Many deported migrants also face punishment by the authorities in their home countries for the “crime” of trying to seek better living and working conditions abroad—even though these countries are Asean members and signatories to the January 2007 declaration.

In Malaysia, the government operates an ill-trained volunteer “security force” with powers of arbitrary arrest and detention of anyone they think looks like an illegal migrant—regardless of what documents a person is carrying.

The bumbling arrogance of the People’s Volunteer Corps was highlighted by the arrest of the wife of the Indonesian embassy’s cultural attaché while shopping in a Kuala Lumpur market last October. The corps, known by its Malay language acronym RELA, refused to recognize her identity card.

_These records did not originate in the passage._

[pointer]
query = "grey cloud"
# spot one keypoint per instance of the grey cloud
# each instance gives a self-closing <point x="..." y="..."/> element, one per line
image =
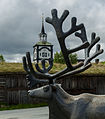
<point x="20" y="23"/>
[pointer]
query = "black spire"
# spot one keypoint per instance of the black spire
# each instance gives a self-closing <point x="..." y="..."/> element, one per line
<point x="43" y="35"/>
<point x="42" y="30"/>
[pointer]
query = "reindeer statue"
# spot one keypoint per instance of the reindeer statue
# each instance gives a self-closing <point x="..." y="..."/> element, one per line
<point x="61" y="104"/>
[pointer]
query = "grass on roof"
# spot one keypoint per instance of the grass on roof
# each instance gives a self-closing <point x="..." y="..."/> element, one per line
<point x="18" y="67"/>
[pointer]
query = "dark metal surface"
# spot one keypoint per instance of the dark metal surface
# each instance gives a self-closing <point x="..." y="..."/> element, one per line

The Asia director of Human Rights Watch, Brad Adams, describes RELA as a vigilante force which should be disbanded.

Far from dispensing with RELA, however, the Malaysian government said in March it planned to use the organization in its next crackdown on illegal migrants.

Malaysia attracts Indonesians, Filipinos, Tamils from southern India and Sri Lanka, and Nepalese, as well as Burmese, some of whom make perilous sea journeys in small boats to reach its shores. Hundreds have failed to reach Malaysia, ending up on the beaches of southern Thailand.

The Malaysian interior minister said at the end of March that there are 2.1 million registered foreign workers in his country.

He also said there could be as many as 200,000 foreigners in the country who have overstayed their welcome. These are workers who were originally legally registered and then stayed on illegally when their work permits expired rather than face greater poverty or political repression back home.

Add to these the people who arrived illegally to work, and various non-government organizations (NGOs) put the unofficial figure for Malaysia at well over 2 million.

The International Federation of Human Rights (IFHR) in Paris has said the number could be as high as 5 million, with many living and working on rubber and palm oil plantations in remote parts of the Borneo region of Malaysia.

Illegal immigrants are exposed to summary arrest, the threat of deportation and a punishment that the IFHR says is illegal under international human rights laws—caning.

The Malaysian lawyers’ professional association, the Bar Council, representing more than 10,000 lawyers, has denounced caning as “cruel” punishment and called for its banning. The council says there is evidence of its increased use of detention centers where people are swept off the streets by RELA volunteers and are dumped with little access to legal help.

Even legal migrants are subject to repressive government-backed policies, not only in Malaysia but also in Thailand.

A prominent Thai social activist and former senator, Jon Ungphakorn, has called for all migrant workers reaching Thailand to be granted legal status because there is no evidence they are taking jobs that could be done by Thais.

“Unfortunately, within Thai society there are some widespread prejudices against migrant workers that make it difficult to reform our policies towards them,” Ungphakorn wrote in the English language daily the Bangkok Post.

Thailand’s Migrant Assistance Program reports that there were 616,000 registered foreign workers in the country at the end of 2007, about 60 percent of whom were Burmese. The others were mostly from Laos and Cambodia.

Unofficially, a number of NGO agencies estimate that the real number of foreign workers—legal and illegal—in Thailand is closer to 2 million.

In several Thai provinces, rules have been imposed making it unlawful for migrants to go out at night, carry mobile phones or ride motorbikes, according to Human Rights Watch.

Such legally dubious practices seem to contradict the spirit, at least, of the regular ministerial-level Asean meetings and summits, at which the 10 member countries map out plans to emulate the European Union’s open system of labor mobility across most of Europe.